Today, the nexus of moral bankruptcy, politics, and societal degeneration is a profound challenge of our time. This confluence must be addressed before all hope is lost. Societal degeneration is an insidious issue that manifests through declining ethical standards, increased polarization, and erosion of communal trust. The root causes are multifaceted, involving political corruption, economic inequalities, and a pervasive culture of individualism over collective well-being. When political leaders prioritize personal gain over the public good, they set a dangerous precedent, fostering cynicism and apathy among citizens. This erosion of moral values destabilizes institutions and hinders social progress.

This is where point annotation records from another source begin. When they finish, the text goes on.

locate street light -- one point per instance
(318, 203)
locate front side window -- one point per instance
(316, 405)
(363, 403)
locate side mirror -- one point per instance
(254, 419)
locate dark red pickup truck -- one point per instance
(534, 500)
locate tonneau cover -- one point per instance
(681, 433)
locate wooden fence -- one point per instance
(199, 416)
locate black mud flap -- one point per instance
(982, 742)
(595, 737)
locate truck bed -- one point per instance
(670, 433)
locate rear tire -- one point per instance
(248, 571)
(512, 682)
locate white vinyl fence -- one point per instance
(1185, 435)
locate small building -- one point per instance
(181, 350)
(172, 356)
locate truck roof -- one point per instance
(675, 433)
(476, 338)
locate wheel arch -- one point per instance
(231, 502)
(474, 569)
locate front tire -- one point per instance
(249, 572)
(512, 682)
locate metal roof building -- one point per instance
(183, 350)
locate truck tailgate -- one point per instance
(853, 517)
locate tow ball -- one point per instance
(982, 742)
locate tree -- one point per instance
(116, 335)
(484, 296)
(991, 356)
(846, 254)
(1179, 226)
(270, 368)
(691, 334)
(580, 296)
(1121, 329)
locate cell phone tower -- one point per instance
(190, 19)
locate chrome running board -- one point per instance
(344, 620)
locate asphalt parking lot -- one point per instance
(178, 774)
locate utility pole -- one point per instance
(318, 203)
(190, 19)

Addressing this degeneration requires a concerted effort to restore integrity and accountability in leadership. Education systems must instill ethical reasoning and civic responsibility, preparing future generations to uphold societal values. Additionally, civil society organizations and a free press play critical roles in advocating for transparency and justice. All of these are sorely missing in our context today.

As societal degeneration manifests through declining ethical standards and increased polarization, the Church, as a custodian of moral values, also has a crucial role to play. The Church’s role extends beyond spiritual guidance; it is a beacon of moral clarity, capable of inspiring positive change and helping to reverse societal degeneration. The Church can help rebuild trust and cohesion in our communities. Unfortunately, the Church today seems incapable of fulfilling this role effectively.

What is essential to reversing the trend of societal degeneration and building a more just and moral society is a question every thinking citizen must ponder.